When they lean on something (or otherwise piss you off somehow) you reach over to the "special" bag on your IV pole and turn the stopcock loose. They will get a stream of cold fluid instantly through the scrubs.

The first time they feel it, they'll look down. The second time they'll say something stupid like the patient is leaking or fluid is draining off the table. The third time they'll say WTF is going on here?!??!!

Just don't say anything or fess up. Just sit back and laugh. It's like's Pavlov's dog: each time they lean on the BP cuff, squirt 'em. Eventually they'll get conditioned.

I feel like I could turn this into a study. . . "Operant conditioning in the OR: Does it increase patient safety?"
 
:) This was almost 35 years ago when I first started as an anesthesia student. It was "demonstrated" to me by the person I was working with. I haven't ever done it myself. That being said, some people really don't get the message, so sometimes being polite and persistent doesn't work.
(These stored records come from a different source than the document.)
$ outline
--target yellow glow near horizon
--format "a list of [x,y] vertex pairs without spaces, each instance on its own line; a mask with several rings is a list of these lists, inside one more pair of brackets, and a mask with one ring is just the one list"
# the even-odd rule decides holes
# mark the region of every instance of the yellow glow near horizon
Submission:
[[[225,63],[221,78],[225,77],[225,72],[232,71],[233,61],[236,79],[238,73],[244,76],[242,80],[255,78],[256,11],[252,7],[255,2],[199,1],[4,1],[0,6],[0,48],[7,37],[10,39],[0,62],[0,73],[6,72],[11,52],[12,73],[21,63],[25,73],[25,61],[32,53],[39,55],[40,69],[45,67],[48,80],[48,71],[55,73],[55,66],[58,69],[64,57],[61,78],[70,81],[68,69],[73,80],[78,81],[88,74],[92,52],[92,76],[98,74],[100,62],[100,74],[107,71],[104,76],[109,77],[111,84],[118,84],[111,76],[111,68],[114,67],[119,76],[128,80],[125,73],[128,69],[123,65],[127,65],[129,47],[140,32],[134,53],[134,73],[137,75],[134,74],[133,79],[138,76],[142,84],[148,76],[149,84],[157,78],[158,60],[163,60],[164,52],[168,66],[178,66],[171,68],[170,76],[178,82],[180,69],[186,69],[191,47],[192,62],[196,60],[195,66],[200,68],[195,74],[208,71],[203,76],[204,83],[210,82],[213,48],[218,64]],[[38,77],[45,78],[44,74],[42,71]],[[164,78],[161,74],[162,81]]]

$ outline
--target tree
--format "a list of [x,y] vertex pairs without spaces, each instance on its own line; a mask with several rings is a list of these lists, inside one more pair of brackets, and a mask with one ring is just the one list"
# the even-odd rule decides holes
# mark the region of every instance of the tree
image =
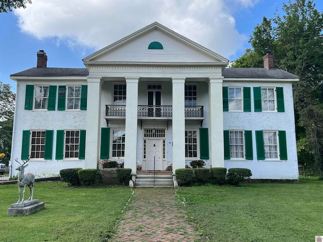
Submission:
[[0,13],[11,12],[13,9],[25,9],[27,4],[31,4],[31,0],[0,0]]
[[262,67],[262,56],[271,50],[276,67],[299,77],[293,85],[298,146],[306,144],[316,167],[323,171],[323,14],[315,6],[312,0],[284,3],[284,15],[277,12],[273,19],[264,17],[250,37],[253,49],[235,62],[247,67],[259,56],[254,61]]
[[2,162],[8,164],[10,160],[16,95],[9,84],[0,82],[0,153],[6,156]]

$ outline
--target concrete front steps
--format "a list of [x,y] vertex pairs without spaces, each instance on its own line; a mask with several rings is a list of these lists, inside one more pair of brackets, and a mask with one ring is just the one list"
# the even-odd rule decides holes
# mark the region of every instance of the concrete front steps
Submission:
[[172,172],[144,171],[137,172],[135,188],[174,188]]

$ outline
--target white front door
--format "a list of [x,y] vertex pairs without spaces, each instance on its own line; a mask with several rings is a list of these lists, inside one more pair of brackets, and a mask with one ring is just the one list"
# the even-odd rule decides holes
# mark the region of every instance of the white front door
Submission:
[[147,169],[163,170],[163,140],[147,140]]

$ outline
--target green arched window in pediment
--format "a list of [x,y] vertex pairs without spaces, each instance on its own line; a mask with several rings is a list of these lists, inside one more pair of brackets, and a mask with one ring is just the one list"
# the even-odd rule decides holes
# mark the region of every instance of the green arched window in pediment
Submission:
[[148,49],[164,49],[164,47],[159,42],[153,41],[149,44],[148,48]]

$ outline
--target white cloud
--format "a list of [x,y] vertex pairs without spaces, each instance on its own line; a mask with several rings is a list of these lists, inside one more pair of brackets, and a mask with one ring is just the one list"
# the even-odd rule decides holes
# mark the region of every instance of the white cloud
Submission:
[[225,57],[243,48],[234,8],[258,0],[33,0],[15,11],[22,31],[71,48],[98,49],[157,21]]

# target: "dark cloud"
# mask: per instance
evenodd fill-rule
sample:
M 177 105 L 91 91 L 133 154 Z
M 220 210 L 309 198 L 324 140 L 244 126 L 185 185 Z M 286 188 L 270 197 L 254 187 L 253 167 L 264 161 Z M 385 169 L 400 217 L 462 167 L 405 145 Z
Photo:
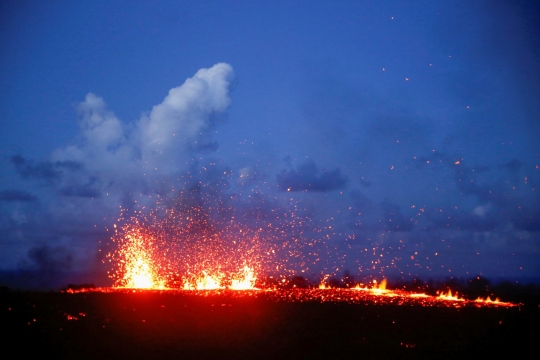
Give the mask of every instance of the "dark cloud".
M 28 258 L 42 271 L 70 270 L 73 266 L 73 255 L 65 247 L 34 246 Z
M 58 193 L 63 196 L 97 198 L 101 196 L 99 190 L 91 185 L 72 185 L 66 186 L 58 190 Z
M 35 162 L 20 155 L 12 156 L 10 161 L 23 179 L 43 179 L 49 182 L 60 179 L 63 171 L 76 171 L 83 167 L 82 164 L 71 160 Z
M 32 201 L 37 201 L 37 197 L 26 191 L 2 190 L 0 191 L 0 201 L 32 202 Z
M 414 227 L 412 218 L 406 218 L 402 213 L 398 204 L 394 204 L 385 200 L 382 203 L 383 220 L 387 230 L 392 231 L 409 231 Z
M 341 175 L 339 168 L 319 173 L 313 160 L 300 164 L 296 169 L 283 170 L 276 175 L 279 189 L 282 191 L 331 191 L 344 187 L 347 177 Z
I can see some being dense. But sometimes, especially when you are a retracting monkey, you need a little bit to rest on. I'd be pissed if I got stuck because of some anesthesia prank. Because it means dealing with employee health and their rules, not to mention intentional physical assault. If I get tired and end up leaning too hard, just tell me. People get tired. Being butthurt doesn't belong in the OR (although it seems to thrive there :/).
 
I had an orthopedic resident throw a heavy instrument onto the patient's chest once. A simple "Hey *****, that was 5 inches from the patient's face." worked quite nicely, and got a chuckle from everyone in the room.
After this, they would start drawing a face on the drapes where the patient's face is. It did the trick.